Bug 2: Timeout Too Short (P1)

Location: src/orchestrator_magentic.py:48

Current: timeout_seconds: float = 300.0 (5 minutes)

Problem: Multi-agent workflows with 4 agents (Search, Hypothesis, Judge, Report) and up to 10 rounds can theoretically take 60+ minutes. Even typical runs take 5-10 minutes.

Analysis of Per-Agent Latency:

Agent Typical Latency Worst Case
SearchAgent 30-60s 120s (network issues)
HypothesisAgent 60-90s 180s (complex reasoning)
JudgeAgent 30-60s 120s
ReportAgent 60-120s 240s (long synthesis)

With max_rounds=10: 10 Γ— 4 Γ— 90s = 60 minutes worst case.

Bug 3: Timeout Not Configurable (P1)

Problem: The factory doesn't pass timeout config to MagenticOrchestrator.

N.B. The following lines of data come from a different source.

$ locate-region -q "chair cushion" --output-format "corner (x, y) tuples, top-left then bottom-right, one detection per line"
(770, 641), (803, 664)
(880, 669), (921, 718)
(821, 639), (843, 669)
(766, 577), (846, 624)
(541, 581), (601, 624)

Location: src/orchestrator_factory.py:52-55

return orchestrator_cls(
    max_rounds=config.max_iterations if config else 10,
    api_key=api_key,
    # Missing: timeout_seconds
)

Proposed Solutions

Fix 1: Preserve Chat History (P0)

# src/app.py - Replace lines 205-212
if event.type == "complete":
    # Preserve accumulated progress + add completion message
    response_parts.append(event.message)
    yield "\n\n".join(response_parts)
else:
    event_md = event.to_markdown()
    response_parts.append(event_md)
    yield "\n\n".join(response_parts)

Test:

@pytest.mark.asyncio
async def test_timeout_preserves_chat_history(mock_magentic_workflow):
    """Verify timeout doesn't erase progress events."""
    # Mock workflow that yields events then times out
    events = []
    async for event in research_agent("test", [], "advanced", "sk-test"):
        events.append(event)

    # Should contain both progress AND timeout message
    output = events[-1]  # Final yield
    assert "STARTED" in output
    assert "timed out" in output.lower()

Fix 2: Increase Default Timeout (P1)

# src/orchestrator_magentic.py
def __init__(
    self,
    max_rounds: int = 10,
    chat_client: OpenAIChatClient | None = None,
    api_key: str | None = None,
    timeout_seconds: float = 600.0,  # Changed: 10 minutes (was 5)
) -> None:

Fix 3: Make Timeout Configurable via Environment (P1)

# src/utils/config.py
class Settings(BaseSettings):
    # ... existing fields ...
    magentic_timeout: int = Field(
        default=600,
        description="Timeout for Magentic mode in seconds",
    )
# src/orchestrator_factory.py
return orchestrator_cls(
    max_rounds=config.max_iterations if config else 10,
    api_key=api_key,
    timeout_seconds=settings.magentic_timeout,  # NEW
)

Fix 4: Graceful Degradation (P2 - Future)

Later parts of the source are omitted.